Configuration Priority
Settings are applied in this order (later overrides earlier):
- Default values (built into the system)
- Model-specific auto-configuration (based on chosen model)
- Configuration file (
raglite.config.js
) - Environment variables (
RAG_*
) - CLI flags (for specific commands)
This allows you to set project defaults in the config file while overriding specific settings via environment variables or CLI flags as needed.
Path Storage Configuration
RAG-lite TS supports flexible path storage strategies to make your document indexes portable and suitable for different deployment scenarios.
Path Storage Strategies
Relative Paths (Default - Recommended)
Stores document paths relative to the ingestion directory, making indexes portable:
# Configuration
export RAG_PATH_STORAGE_STRATEGY="relative"
# CLI usage
raglite ingest ./docs/
# Results in database paths like:
# - "api/authentication.md"
# - "guides/getting-started.md"
Benefits:
- ✅ Portable across different machines and environments
- ✅ Version control friendly - same paths regardless of checkout location
- ✅ Team collaboration - consistent paths for all team members
- ✅ URL generation - easy to convert to web URLs
Absolute Paths (Legacy)
Stores full system paths for backward compatibility:
# Configuration
export RAG_PATH_STORAGE_STRATEGY="absolute"
# CLI usage
raglite ingest ./docs/
# Results in database paths like:
# - "/home/user/project/docs/api/authentication.md"
# - "/home/user/project/docs/guides/getting-started.md"
CLI Path Options
The CLI provides additional path control options:
# Use relative paths with custom base directory
raglite ingest ./docs/ --path-strategy relative --path-base /project
# Use absolute paths explicitly
raglite ingest ./docs/ --path-strategy absolute
# Default behavior (relative paths from current directory)
raglite ingest ./docs/
Use Cases
URL Generation for Web Documentation
Perfect for local mirrors of web documentation:
# Ingest local documentation mirror
raglite ingest ./local-docs/ --path-strategy relative
# In your application:
# Database path: "api/authentication.md"
# Web URL: "https://docs.example.com/" + "api/authentication.md"
# Result: "https://docs.example.com/api/authentication.md"
Multi-Environment Deployment
# Development environment
export RAG_PATH_STORAGE_STRATEGY="relative"
raglite ingest ./docs/
# Production environment (same relative paths work)

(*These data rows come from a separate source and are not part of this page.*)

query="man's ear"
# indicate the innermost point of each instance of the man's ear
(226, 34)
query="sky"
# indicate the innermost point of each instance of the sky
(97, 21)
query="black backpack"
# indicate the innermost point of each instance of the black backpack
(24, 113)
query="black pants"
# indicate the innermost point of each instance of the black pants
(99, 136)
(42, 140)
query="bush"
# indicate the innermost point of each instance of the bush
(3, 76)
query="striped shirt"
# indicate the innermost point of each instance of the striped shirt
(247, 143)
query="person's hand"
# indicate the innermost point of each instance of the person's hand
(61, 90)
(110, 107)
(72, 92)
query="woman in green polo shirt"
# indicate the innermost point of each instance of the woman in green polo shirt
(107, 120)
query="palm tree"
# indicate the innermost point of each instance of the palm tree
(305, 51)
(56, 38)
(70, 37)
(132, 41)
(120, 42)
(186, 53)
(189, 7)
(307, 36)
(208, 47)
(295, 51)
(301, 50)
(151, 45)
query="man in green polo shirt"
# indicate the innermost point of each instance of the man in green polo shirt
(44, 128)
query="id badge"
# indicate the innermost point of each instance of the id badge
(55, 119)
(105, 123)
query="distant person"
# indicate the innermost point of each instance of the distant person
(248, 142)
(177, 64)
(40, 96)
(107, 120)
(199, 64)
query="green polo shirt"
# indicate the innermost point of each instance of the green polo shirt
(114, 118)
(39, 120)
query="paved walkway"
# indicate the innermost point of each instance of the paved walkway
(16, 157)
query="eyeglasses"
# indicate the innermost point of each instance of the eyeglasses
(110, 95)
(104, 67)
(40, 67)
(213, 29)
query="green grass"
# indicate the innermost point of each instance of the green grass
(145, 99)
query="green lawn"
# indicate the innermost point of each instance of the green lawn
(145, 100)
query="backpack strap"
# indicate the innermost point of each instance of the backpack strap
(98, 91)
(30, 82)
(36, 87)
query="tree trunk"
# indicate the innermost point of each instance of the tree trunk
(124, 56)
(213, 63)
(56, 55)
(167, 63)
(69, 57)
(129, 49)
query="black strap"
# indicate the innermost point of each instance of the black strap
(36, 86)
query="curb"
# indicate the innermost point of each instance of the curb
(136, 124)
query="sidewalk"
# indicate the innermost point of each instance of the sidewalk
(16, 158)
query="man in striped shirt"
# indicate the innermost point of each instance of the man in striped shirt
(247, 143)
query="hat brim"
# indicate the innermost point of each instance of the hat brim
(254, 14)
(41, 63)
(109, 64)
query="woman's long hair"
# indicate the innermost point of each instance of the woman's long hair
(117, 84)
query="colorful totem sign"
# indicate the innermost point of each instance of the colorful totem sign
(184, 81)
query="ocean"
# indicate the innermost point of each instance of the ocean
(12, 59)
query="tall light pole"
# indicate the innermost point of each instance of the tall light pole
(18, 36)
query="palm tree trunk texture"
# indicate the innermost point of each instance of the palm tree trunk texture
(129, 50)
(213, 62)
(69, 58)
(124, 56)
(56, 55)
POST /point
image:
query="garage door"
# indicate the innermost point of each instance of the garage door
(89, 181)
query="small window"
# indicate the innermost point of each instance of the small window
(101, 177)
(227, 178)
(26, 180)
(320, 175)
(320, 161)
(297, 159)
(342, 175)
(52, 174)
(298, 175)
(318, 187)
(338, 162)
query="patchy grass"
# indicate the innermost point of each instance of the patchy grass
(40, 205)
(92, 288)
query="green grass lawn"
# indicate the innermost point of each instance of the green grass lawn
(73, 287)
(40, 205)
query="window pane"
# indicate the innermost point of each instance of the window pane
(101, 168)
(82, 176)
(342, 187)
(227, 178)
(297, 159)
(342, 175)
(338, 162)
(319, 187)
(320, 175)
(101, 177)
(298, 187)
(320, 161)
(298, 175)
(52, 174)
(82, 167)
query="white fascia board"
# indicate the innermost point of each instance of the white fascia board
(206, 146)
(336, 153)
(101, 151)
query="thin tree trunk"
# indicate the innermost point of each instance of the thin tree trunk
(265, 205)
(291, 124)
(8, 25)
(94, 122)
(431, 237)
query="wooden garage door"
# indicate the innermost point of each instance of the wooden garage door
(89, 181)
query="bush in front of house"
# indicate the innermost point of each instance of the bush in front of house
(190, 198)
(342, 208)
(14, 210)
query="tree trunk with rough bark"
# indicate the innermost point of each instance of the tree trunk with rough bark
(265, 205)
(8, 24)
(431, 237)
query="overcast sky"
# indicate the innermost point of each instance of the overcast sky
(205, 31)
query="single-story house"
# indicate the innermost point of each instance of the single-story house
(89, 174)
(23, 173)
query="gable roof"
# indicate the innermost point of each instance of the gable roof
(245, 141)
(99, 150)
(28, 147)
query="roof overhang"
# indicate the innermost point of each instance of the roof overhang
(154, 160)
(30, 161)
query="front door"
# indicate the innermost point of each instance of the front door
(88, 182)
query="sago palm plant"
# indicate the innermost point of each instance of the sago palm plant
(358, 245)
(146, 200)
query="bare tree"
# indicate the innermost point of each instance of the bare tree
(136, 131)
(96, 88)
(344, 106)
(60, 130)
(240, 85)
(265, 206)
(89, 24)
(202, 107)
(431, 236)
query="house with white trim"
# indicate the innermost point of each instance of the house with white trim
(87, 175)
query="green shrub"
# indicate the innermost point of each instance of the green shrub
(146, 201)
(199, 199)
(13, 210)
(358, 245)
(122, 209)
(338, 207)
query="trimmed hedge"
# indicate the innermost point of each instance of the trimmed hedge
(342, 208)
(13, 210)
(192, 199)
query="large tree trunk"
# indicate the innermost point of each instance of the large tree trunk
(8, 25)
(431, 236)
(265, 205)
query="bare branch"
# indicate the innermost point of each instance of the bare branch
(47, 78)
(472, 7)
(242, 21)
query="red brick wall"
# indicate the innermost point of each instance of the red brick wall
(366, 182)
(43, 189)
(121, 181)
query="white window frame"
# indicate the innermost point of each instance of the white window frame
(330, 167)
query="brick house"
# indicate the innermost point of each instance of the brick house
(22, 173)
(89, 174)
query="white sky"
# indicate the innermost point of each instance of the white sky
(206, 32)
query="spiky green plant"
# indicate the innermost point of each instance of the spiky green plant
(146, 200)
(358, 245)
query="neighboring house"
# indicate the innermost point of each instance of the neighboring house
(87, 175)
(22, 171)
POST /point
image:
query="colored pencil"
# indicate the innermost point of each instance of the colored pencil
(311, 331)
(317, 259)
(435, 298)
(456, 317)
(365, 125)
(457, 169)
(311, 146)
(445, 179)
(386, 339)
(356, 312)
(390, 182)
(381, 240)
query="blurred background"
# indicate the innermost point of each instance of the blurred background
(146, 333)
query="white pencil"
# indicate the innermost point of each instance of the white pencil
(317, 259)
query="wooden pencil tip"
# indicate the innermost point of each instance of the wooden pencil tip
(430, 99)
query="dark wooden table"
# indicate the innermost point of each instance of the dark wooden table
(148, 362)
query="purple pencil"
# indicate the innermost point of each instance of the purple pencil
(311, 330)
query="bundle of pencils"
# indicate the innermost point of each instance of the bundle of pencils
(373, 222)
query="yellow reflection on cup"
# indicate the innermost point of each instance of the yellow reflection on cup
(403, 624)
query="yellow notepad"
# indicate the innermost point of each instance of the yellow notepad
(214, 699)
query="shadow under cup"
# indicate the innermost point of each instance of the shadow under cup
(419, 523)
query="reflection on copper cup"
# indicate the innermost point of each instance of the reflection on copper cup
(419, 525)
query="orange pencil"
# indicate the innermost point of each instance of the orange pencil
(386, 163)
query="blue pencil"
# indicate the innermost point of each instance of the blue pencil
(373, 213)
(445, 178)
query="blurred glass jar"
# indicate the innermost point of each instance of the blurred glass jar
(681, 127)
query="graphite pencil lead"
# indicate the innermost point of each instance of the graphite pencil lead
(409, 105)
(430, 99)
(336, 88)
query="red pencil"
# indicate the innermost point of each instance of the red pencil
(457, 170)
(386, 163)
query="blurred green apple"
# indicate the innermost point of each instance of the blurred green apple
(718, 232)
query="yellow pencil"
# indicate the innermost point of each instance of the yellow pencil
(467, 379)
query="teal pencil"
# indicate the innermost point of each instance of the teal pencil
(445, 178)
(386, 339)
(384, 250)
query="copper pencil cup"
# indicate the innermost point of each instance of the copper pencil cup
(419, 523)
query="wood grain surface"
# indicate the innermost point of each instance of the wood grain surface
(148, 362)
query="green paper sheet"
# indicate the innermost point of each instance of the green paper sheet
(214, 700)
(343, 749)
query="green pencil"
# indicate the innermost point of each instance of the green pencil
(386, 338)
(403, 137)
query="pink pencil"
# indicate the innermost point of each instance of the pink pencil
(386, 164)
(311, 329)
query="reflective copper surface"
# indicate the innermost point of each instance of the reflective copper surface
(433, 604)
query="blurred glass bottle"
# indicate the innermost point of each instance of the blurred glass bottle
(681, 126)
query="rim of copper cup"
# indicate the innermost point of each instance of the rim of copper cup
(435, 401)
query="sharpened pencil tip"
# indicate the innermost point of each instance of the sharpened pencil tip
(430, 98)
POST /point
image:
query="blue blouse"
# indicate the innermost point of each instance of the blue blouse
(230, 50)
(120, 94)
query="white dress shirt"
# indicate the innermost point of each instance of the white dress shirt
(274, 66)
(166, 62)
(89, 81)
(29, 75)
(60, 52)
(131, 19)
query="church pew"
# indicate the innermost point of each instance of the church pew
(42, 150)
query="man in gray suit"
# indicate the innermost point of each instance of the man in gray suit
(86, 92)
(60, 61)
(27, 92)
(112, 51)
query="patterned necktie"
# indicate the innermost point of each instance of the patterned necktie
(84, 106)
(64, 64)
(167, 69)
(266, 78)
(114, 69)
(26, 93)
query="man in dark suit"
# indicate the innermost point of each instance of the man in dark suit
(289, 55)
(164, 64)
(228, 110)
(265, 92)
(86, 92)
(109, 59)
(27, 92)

export RAG_PATH_STORAGE_STRATEGY="relative"
raglite ingest ./docs/
Legacy System Integration
# For systems that require absolute paths
export RAG_PATH_STORAGE_STRATEGY="absolute"
raglite ingest ./docs/
Configuration Examples
Project Configuration File
// raglite.config.js
export const config = {
// Use relative paths for portability
path_storage_strategy: 'relative',
// Other settings
embedding_model: 'sentence-transformers/all-MiniLM-L6-v2',
db_file: 'db.sqlite',
index_file: 'vector-index.bin'
};
Environment-Specific Configuration
# Development - relative paths
export RAG_PATH_STORAGE_STRATEGY="relative"
export RAG_DB_FILE="dev-db.sqlite"
# Production - relative paths (portable)
export RAG_PATH_STORAGE_STRATEGY="relative"
export RAG_DB_FILE="prod-db.sqlite"
# Legacy system - absolute paths
export RAG_PATH_STORAGE_STRATEGY="absolute"
export RAG_DB_FILE="legacy-db.sqlite"